2003 veröffentlicht Kathan seine Geschichte der Medizin, beschreibt kranke Menschen, Elend und Siechtum, ohne in Betroffenheitsprosa zu flüchten und landet mit "Das Elend der ärztlichen Kunst. Eine andere Geschichte der Medizin" vor allem in Deutschland einen Bestseller.
Das versteckte Museum
Als Autor, Kulturhistoriker und Künstler gründet Kathan in den 1990er Jahren in seinem Heimatdorf Fraxern ein Museum. "Man muss Arbeiten, die man macht, auch überprüfen", meint Kathan, "man braucht ein Publikum, auch wenn das nur zehn Leute sind." Das Museum befindet sich auf einem elterlichen Grundstück und erhält den Namen Hidden Museum, verstecktes Museum. Die Bewohner und Gemeindevertreter betrachten die experimentelle Einrichtung eher als offene Provokation.
Die Titel der Ausstellungen, die nur im Sommer und nach Voranmeldung zu besichtigen sind, tragen nicht zur Beruhigung bei: "Das Kirschblütenfest", "Schöne neue Kuhstallwelt", "Brauchen Zuchtmütter Ornate?", oder: "Das Hidden Museum: Das zweifelhafteste Museumsprojekt der Gegenwart".
Wir sind alle Bankräuber
"Bankraub: Zur neuen Portraitmalerei" war 2000 ein Museumsprojekt, das die Bewohner von Fraxern erschreckt hat:
Das Hidden Museum zeigt Gesichter von Bankräubern. Wie die Konstituierung des Subjekts am Beginn der Neuzeit in der Portraitmalerei ihren Ausdruck fand, so konstituiert sich im kalten Auge der Überwachungskamera das neue Subjekt. Das technische Auge sucht nach Eindeutigem.
"Wer immer dort beim Fenster reinsieht, der bewegt sich auf einem Privatgrundstück und die Kamera - sofern es eine gegeben hätte -, die ist im Innenraum." Man müsse also hineinschauen, betont Kathan.
Aus gegebenem Anlass wird das Hidden Museum eine Kamera installieren, die, mit einem Bewegungssensor gekoppelt, Bilder von jenen aufnimmt, die durch die Scheibe in das Innere des Raumes blicken. Wir sind alle potenzielle Bankräuber (wobei weiterhin offen bleiben wird, wer wen ausraubt).

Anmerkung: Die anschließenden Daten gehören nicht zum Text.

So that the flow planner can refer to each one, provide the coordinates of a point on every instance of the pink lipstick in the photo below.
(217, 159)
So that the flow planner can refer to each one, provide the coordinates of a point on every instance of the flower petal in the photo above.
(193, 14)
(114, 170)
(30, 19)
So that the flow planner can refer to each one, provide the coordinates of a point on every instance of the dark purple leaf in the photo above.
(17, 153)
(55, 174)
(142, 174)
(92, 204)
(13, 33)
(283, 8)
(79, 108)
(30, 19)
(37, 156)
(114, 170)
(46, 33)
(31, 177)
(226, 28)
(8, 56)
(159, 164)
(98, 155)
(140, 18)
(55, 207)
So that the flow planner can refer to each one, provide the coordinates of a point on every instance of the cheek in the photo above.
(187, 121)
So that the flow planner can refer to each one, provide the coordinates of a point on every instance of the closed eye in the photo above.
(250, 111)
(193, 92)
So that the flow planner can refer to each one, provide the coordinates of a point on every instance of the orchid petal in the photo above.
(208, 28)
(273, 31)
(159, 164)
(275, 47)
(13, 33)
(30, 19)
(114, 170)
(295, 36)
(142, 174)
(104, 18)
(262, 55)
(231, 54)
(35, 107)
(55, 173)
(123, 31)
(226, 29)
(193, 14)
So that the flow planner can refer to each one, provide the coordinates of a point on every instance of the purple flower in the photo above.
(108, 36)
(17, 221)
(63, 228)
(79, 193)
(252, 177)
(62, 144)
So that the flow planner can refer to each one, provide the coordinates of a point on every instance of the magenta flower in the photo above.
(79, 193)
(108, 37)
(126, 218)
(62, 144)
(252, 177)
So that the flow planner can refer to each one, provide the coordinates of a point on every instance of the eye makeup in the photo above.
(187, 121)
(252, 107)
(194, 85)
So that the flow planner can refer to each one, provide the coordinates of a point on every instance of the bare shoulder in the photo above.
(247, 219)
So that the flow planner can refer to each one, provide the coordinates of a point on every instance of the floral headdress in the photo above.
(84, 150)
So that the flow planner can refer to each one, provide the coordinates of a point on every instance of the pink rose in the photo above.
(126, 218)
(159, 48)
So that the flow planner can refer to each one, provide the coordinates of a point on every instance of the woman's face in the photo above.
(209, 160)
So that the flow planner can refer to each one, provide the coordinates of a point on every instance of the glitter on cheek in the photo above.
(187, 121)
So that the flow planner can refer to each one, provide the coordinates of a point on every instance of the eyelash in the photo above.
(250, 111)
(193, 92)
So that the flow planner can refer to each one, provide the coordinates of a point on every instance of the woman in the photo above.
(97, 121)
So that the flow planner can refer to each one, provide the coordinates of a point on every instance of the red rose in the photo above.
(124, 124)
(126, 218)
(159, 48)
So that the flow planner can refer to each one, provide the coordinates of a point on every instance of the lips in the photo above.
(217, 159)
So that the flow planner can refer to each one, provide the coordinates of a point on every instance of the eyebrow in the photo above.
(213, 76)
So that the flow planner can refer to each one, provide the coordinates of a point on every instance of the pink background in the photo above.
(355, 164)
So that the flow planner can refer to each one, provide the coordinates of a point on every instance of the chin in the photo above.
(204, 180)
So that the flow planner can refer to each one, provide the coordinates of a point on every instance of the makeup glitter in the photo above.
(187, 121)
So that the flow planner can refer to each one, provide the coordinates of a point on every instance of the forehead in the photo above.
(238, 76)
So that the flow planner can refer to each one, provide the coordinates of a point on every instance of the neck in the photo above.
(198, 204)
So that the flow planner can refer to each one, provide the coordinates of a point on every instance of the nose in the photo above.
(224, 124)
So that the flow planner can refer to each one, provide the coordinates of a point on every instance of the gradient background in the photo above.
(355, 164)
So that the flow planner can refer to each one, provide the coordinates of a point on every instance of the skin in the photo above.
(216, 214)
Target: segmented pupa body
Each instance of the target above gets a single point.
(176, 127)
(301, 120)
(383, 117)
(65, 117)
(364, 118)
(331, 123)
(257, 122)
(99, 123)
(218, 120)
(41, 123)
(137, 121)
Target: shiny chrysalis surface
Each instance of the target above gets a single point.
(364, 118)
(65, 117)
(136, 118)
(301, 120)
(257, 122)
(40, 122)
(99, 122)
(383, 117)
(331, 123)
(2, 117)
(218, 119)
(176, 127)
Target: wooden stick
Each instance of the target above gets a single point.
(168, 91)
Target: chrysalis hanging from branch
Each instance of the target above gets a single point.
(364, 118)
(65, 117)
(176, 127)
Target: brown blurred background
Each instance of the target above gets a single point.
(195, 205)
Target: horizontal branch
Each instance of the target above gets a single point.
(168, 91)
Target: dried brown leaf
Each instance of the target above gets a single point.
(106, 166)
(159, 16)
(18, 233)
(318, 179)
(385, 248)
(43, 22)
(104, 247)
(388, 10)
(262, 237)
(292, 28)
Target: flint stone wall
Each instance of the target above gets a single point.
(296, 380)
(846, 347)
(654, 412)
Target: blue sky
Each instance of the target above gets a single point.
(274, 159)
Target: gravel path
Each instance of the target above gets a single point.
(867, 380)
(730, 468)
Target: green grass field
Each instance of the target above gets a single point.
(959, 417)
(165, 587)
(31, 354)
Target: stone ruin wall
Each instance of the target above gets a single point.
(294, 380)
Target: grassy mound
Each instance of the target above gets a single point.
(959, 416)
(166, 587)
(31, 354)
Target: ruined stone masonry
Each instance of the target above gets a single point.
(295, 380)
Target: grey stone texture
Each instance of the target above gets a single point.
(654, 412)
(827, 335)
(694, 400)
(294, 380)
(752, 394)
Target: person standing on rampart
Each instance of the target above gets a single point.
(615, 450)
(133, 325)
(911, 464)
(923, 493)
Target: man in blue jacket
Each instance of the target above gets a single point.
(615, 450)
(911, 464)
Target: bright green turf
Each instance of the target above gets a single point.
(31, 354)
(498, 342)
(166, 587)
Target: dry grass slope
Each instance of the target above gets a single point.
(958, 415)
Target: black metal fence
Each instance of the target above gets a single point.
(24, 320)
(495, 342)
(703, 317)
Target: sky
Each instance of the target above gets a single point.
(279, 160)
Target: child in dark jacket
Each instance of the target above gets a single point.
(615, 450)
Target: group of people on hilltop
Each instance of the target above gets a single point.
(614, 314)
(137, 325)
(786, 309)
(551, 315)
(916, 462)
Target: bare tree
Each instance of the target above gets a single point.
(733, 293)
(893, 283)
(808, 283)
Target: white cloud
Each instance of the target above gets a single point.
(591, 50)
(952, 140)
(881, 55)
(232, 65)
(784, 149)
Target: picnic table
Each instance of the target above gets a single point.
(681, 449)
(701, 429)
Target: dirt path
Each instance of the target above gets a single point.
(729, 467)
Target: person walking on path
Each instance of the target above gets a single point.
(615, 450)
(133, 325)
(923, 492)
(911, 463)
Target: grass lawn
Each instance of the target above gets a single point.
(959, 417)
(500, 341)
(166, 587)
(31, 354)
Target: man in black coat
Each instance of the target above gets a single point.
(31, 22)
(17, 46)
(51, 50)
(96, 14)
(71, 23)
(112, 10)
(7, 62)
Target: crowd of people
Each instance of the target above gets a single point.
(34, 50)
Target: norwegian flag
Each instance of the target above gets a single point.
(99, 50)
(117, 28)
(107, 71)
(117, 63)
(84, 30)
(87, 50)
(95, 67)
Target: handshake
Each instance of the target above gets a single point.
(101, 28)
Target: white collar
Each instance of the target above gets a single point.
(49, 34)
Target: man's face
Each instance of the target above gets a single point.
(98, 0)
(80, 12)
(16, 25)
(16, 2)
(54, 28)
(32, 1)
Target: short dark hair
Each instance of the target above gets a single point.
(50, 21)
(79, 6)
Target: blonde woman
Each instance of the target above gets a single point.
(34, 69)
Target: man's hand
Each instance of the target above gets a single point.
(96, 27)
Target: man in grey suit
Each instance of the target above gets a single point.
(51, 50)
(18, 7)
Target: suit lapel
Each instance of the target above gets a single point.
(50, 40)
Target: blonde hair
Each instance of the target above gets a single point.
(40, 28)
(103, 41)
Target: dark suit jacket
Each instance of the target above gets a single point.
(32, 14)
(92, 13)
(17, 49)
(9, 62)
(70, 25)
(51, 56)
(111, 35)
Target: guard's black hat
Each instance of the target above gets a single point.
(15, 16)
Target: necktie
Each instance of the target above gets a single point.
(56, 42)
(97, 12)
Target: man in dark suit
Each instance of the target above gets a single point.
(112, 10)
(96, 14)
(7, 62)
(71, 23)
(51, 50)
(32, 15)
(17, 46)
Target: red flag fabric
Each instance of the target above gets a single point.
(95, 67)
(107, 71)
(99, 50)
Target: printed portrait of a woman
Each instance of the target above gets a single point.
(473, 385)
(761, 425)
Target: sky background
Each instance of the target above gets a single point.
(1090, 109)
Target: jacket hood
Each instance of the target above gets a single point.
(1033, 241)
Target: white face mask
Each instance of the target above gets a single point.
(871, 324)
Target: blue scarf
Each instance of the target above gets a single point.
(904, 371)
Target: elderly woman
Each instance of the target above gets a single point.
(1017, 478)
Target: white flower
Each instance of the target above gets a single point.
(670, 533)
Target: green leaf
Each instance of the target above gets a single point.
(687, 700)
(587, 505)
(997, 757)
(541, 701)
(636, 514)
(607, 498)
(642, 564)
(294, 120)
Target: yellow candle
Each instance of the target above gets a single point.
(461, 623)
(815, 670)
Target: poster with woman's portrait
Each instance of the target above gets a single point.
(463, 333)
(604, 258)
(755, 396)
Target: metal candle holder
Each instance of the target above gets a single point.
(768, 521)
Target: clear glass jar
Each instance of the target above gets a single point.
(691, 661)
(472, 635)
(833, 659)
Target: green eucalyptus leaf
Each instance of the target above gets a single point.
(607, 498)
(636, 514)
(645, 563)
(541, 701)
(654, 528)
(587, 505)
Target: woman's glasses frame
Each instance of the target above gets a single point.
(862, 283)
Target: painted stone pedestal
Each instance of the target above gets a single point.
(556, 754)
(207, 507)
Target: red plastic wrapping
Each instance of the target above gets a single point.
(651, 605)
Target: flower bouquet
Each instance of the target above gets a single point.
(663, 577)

Die Fraxener entdeckten irgendwann Kathans Internetseiten, wo er das Projekt gestartet hatte. Die Aufregung war groß. "Es gab nicht einmal eine Kamera, und die Fotos, die im Internet zu sehen sind, sind alles Freunde, ich hab sie einen nach den anderen abfotografiert"
Geglückte und misslungene Adaptionen von Bauernhäusern
In seinem versteckten Museum in Fraxern hat Bernhard Kathan dieses Jahr Bilder von Kühen sogenannter kleiner Bauern gezeigt. Für den Vorraum des Hidden Museums hat Andrea Sodomka eine Klanginstallation produziert. In seiner für den Walser Herbst erweiterten Bildgeschichte zeigt der Kulturhistoriker geglückte und misslungene Adaptionen einst landwirtschaftlich genützter Räume und Gebäude. Die überzeugendste Nachnutzung findet Kathan aber dort, wo einzelne Objekte sorgsam renoviert als Heimatmuseen wie etwa in Dalaas adaptiert werden. Inspiriert dazu hat ihn "ein Stallgebäude, das als Kunstraum oder Kulturraum umgebaut worden ist. Damals hab ich mir gedacht, man könnte eigentlich das Gebäude selber zum Thema machen."
Bernhard Kathan hat seiner Arbeit den lokalen oder regionalen Bezug genommen, indem es nicht mehr allein um das Vorarlberger Bauernhaus geht. Die Erweiterung macht dafür einen persönlichen Zugang möglich. Jeder Betrachter darf und soll die Mappe berühren, kann eine neue Ordnung herstellen, da ohnehin von Unordnung erzählt wird, denn "die bäuerliche Architektur ist komplex - Schweine, Hühner, Alte, Junge, ein heilloses Durcheinander", so Kathan. "Wenn sie restauriert werden, ist es dann nicht mehr dasselbe Haus, weil das Haus seine Begründung verloren hat. Die Leute leben anders, nutzen das Haus anders undsoweiter. In solchen Häusern wird nur noch im Ausnahmefall geboren, es stirbt kaum mehr jemand zu Hause. Das alles hat sich geändert."